Size and shape guidelines for agent-facing UDFs:
- Return tables with tens to hundreds of rows, not millions.
- Prefer aggregations (by neighborhood, release, metric) over raw geometries.
- If geometry is required, return small samples or pre-rendered artifacts (tiles, images, widgets) rather than full feature collections.
- Make responses deterministic and bounded: clear limits, pagination, and explicit max rows / max bytes.
Pipeline UDFs remain internal; agent-facing tool UDFs act as the safe, small, stable interface.

Exposing Results to Agents
The final agent can then have access to:
- Query / summary tools: Runs a structured query over the precomputed summary table (filter, group, sort, limit) and returns a bounded result.

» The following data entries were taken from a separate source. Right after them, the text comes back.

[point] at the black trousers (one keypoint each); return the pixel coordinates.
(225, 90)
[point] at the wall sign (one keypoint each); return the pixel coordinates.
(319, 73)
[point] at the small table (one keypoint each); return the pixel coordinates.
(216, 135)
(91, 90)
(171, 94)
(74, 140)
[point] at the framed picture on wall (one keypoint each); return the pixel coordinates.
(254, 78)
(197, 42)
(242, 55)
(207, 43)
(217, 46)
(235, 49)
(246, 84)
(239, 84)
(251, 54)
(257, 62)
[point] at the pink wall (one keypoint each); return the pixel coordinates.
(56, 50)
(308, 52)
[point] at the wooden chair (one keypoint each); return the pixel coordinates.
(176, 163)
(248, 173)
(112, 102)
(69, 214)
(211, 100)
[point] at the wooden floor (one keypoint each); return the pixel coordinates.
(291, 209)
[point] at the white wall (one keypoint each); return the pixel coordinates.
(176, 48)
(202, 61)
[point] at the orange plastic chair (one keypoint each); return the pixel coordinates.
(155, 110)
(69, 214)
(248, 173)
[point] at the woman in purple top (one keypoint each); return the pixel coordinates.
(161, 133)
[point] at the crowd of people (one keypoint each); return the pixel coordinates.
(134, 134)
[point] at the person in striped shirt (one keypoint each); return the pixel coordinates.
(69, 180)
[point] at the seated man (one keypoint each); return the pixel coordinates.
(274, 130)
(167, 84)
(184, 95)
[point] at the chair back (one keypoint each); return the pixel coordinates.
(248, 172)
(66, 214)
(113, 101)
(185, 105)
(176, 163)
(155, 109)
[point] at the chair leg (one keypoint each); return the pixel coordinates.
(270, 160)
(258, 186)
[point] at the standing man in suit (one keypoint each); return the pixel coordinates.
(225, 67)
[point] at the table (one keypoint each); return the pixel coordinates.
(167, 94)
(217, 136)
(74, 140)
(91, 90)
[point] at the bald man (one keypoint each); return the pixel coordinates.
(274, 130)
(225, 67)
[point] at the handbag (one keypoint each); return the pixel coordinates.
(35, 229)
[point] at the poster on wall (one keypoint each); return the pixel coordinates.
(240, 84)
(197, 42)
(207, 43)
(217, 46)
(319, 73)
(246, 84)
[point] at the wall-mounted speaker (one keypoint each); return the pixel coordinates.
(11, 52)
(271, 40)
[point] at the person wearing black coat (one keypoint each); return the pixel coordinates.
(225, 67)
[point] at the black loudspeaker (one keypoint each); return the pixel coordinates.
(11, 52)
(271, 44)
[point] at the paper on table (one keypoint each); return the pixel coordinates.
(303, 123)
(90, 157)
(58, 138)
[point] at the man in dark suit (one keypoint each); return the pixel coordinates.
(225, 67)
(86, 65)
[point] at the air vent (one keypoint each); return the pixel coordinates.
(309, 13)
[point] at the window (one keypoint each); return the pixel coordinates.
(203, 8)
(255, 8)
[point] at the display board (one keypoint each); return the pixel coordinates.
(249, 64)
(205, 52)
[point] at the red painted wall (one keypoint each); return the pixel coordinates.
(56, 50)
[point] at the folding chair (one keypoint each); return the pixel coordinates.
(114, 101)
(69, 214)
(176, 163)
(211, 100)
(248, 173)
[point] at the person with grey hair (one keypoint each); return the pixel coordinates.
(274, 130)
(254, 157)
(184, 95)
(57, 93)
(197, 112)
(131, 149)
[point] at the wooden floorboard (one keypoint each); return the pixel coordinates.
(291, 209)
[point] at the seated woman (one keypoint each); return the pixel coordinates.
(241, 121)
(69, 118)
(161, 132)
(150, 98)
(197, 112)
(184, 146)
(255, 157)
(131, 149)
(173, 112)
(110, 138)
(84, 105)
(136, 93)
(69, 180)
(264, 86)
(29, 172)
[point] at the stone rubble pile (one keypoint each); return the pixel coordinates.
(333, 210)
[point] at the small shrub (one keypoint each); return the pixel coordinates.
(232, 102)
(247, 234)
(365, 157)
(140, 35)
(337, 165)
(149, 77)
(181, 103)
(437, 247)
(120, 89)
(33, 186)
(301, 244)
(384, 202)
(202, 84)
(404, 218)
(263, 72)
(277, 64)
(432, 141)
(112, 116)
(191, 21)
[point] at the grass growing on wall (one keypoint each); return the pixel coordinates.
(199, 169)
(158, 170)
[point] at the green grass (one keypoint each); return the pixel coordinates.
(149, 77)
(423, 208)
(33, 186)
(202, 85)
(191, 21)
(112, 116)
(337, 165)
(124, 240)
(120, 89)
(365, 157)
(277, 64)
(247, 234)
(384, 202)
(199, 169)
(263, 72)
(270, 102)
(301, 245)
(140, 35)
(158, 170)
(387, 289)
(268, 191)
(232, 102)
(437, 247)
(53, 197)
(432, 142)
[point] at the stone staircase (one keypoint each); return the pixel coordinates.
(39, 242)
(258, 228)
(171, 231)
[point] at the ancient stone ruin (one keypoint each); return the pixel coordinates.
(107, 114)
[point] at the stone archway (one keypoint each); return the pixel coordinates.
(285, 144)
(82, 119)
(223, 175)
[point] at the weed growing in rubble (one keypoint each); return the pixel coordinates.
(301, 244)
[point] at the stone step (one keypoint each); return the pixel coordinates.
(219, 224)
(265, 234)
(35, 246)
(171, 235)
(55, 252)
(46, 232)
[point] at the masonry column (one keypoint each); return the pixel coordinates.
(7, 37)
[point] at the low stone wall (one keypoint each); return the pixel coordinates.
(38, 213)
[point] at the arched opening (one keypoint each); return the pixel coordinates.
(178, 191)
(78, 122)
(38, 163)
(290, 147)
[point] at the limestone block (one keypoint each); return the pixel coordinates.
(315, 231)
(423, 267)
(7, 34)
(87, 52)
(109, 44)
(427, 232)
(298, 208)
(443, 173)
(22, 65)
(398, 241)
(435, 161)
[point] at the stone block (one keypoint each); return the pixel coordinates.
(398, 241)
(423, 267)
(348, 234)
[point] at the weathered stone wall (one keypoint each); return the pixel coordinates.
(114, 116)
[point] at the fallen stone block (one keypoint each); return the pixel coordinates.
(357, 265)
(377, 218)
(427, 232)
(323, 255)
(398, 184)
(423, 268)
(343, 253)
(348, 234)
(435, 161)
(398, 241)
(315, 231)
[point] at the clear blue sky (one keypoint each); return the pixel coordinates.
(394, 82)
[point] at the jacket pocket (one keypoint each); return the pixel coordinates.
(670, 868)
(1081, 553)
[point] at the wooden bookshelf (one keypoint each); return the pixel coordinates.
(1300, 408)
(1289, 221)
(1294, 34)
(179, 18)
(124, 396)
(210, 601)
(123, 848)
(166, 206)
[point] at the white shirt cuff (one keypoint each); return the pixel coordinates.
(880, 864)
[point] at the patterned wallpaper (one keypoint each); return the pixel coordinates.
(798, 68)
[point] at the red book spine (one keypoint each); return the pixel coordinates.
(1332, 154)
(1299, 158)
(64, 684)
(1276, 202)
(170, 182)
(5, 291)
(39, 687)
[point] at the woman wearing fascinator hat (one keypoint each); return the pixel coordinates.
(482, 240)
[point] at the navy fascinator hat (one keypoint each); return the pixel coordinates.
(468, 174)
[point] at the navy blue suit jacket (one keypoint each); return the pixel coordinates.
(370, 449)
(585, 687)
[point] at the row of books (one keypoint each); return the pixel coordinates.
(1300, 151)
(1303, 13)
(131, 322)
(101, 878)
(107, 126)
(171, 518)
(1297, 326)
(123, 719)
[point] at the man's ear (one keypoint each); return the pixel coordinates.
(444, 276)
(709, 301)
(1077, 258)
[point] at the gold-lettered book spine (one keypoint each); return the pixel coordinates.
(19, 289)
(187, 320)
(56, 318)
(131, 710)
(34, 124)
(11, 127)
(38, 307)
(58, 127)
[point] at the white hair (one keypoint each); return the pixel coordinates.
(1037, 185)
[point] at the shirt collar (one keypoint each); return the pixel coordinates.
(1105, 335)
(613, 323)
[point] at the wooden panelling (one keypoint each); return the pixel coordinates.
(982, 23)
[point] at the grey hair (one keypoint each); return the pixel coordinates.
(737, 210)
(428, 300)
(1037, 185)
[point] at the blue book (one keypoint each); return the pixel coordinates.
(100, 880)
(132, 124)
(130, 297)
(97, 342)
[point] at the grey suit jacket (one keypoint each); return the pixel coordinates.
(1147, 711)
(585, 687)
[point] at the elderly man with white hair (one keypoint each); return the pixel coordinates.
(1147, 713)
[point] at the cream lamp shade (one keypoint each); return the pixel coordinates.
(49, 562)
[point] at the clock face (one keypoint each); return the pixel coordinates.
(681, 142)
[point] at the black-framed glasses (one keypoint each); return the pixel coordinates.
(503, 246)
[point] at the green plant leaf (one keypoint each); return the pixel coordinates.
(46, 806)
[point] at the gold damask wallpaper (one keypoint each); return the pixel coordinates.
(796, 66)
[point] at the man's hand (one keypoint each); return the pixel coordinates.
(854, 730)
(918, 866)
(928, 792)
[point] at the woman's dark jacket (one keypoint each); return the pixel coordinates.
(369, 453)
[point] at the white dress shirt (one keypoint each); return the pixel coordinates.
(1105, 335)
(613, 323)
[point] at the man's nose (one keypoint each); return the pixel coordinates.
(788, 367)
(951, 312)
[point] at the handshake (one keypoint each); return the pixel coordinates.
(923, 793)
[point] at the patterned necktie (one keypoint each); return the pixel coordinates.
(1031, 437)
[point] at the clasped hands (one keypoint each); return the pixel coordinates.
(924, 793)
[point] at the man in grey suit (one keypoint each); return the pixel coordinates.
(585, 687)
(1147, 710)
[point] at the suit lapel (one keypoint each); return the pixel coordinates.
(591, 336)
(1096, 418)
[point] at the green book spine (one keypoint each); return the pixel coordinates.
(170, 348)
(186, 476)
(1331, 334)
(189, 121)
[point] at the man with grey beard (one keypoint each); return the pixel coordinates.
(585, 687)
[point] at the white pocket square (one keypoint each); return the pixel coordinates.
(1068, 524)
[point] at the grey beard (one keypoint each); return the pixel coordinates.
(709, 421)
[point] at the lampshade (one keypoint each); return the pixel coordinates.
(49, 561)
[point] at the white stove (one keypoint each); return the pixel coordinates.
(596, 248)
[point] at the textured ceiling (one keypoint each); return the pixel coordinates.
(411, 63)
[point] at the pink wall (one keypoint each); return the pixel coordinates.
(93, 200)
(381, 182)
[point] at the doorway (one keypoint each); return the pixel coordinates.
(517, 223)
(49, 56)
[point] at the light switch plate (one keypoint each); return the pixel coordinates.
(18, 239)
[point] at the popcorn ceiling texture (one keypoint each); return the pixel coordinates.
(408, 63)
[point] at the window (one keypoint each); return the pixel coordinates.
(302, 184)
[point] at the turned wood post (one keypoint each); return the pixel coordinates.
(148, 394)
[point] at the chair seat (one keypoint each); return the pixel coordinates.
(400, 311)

Used for questions like "which release improved most?" and "rank neighborhoods by match rate."
- Widget tools: Return interactive charts/maps the agent can embed and share, instead of streaming raw data.
- Inspect tool: Returns a one-row schema summary (row count, column count, column names) for quick validation.

Fused Canvas then exposes all of these UDFs through an MCP Server that can be easily passed to any Agent / LLM. Each UDF has a short description explaining what it does, which parameters it takes and what it returns:
{
"udf_name": "query_release_summary",
"link": "https://udf.ai/<canvas_id>/<udf-name>/run",
"description": "Query the Overture release summary data for Philadelphia neighborhoods across Overture releases using DuckDB SQL. The data is aliased as table 't'.",
"parameters": {
"bounds_map": "str"
}
}
The Fused Canvas itself becomes a shared MCP server, a single source of truth for data tools that any agent can call.
These tools can be called from any client.
This is the agentic development workflow: data engineers write UDFs that shrink the world, and every team — from analysts to product managers — asks questions through whatever interface they prefer. The answers are always interactive, always current, and always shareable.
Connecting MCP Server to AI
We can now connect our MCP server to any chatbot. The below images show us asking questions regarding our Overture building data set for all the releases. It fetches and processes the data and then gives us the answer. Try it out

If you're logged in to Fused, you can now connect your Canvas MCP server to external agents like Claude Code, ChatGPT, or your own custom AI frontend. Just point your client at the Canvas MCP endpoint, authenticate, and the agent will be able to discover and call the same scoped tools (query, inspect, and widget UDFs) to answer questions and render shareable outputs.